石川県珠洲市は2020年から群発地震に見舞われている。5月5日には午後2時42分に最大震度の地震が発生した。地震の規模を示すマグニチュードは6.5
一連の群発地震のなかで最大規模の地震が発生した。

京都大学の西村卓也教授がメディアで地震発生のメカニズムについて解説している。
西村教授は能登半島で「前例のないような地殻変動が起きている」と指摘する。
西村教授は、国土地理院が全国約1300ヵ所に設置したGPS定点観測データで地盤の動きをとらえ地震を予測する研究を行っている。
珠洲市の観測点では2020年11月から2023年4月までに7センチの隆起が確認されているとのこと。

地面の隆起は火山帯で多く見られるが、火山のない地域でこのような隆起が起こるのは25年間のGPSデータの中で前例がないとする。
2020年12月ごろから能登半島の地下10数キロに「流体」=地下の深部から上昇してきた水が溜まるという現象が観測され流体が周りの岩盤を押し広げたりして断層に浸透することで地盤や地面の隆起が発生しているとのこと。
現在も「流体」が溜まっており、周りの岩盤や断層に浸透しているため、活発な地震活動は続くと考えられるとのことだ。
西村教授は能登半島に活断層が多数存在し、そもそも地震がおこりやすい地域であると指摘する。

ただし、巨大地震が発生するのは確認されている活断層の地点だけではない。
活断層は過去に地震が起こったことを示す化石みたいなもの。地震が起こりやすい場所と言える。しかし、地下深部で発生する地震もあり、活断層以外のところでも地震が起こる可能性がある。
日本全国で活断層の調査は進んでおり、最近起こった地震のうち、活断層で起こったものが約半分ある。しかし、残りの半分の地震がノーマークの場所で発生したとの研究がある。
西村教授は活断層だけ調べておけば安心ということにはならないと指摘する。

実は石川県に原発が存在する。
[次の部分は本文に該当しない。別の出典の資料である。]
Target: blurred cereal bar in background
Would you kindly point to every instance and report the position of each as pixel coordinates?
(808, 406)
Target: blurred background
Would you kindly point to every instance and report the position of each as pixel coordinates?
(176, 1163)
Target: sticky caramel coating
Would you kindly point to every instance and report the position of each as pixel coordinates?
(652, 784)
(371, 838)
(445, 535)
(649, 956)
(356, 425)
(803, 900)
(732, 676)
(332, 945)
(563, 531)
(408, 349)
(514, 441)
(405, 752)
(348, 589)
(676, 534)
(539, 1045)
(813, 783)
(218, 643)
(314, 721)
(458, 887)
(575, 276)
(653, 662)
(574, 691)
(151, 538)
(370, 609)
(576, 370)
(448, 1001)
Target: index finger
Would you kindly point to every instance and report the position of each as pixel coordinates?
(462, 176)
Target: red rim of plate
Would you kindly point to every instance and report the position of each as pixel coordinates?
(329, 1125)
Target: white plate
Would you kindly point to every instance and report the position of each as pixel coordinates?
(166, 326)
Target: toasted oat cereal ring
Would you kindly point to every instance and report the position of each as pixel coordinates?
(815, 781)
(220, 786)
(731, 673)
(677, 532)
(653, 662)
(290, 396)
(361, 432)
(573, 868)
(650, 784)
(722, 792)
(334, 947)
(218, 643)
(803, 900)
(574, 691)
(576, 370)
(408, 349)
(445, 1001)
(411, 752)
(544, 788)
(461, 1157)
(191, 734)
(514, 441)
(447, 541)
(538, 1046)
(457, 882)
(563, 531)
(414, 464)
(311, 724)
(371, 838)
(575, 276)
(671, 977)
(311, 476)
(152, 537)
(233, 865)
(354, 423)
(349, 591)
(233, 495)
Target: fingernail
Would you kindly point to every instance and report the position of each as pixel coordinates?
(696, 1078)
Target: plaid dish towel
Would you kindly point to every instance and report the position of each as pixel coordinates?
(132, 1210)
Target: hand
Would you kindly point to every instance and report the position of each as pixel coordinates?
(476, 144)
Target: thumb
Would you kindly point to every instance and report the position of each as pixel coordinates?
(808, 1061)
北陸電力志賀原発。
原発敷地内に活断層があれば原発の稼働は認められない。
2016年の有識者会合の評価書は志賀原発敷地内の一部の断層を活断層と解釈するのが「合理的」とした。ところが、この判断が覆された
原子力規制委員会が本年3月15日の定例会合で、志賀原発2号機直下を走る複数の断層が「活断層ではない」とする審査チーム結論を了承した。
稼働は困難と見られていた志賀原発の稼働が強行される恐れが生じている。

岸田内閣は原発全面推進の方針を明確にした。
2011年3月11日のフクシマ原発事故を踏まえて脱原発、原発廃止が論議されてきたが、岸田内閣は原発全面推進の方針を明確にした。
日本ではいまも原子力緊急事態宣言が発出されたまま。
一般公衆の被曝上限は年間1ミリシーベルトとすることが法律で定めているが、原子力緊急事態宣言を発出し、一般公衆に年間20ミリシーベルトの被曝を強要している。
被曝の累積線量が100ミリシーベルトに達すれば、がん死リスクが有意に上昇することが科学的知見として確立されている。
20ミリシーベルトの被曝が5年続けば累積線量は100ミリシーベルトに達する。

日本政府は国民の生命と健康に重大な悪影響を与える非人道的行政を実行している。
原発立地地点で地震による強い揺れが発生すればフクシマ事故が再現されるリスクは高い。
このような愚劣な行政が白昼堂々と展開されている。
能登半島に立地する志賀原発が巨大地震に見舞われるリスクを否定することはできない。
2007年3月25日には輪島市でマグニチュード6.9、最大震度6強の地震が発生している。
いまからわずか130年前の1892年12月9日と12日に、現在の志賀原発の至近距離にある地点を震源地とするマグニチュード6.3ならびに6.4の地震が発生している。
志賀原発が巨大地震に襲われる可能性は十分にある。
地震論議を原発論議に結びつけるべきことは当然。
志賀原発は廃炉以外に道がない。このことを確認することが必要である。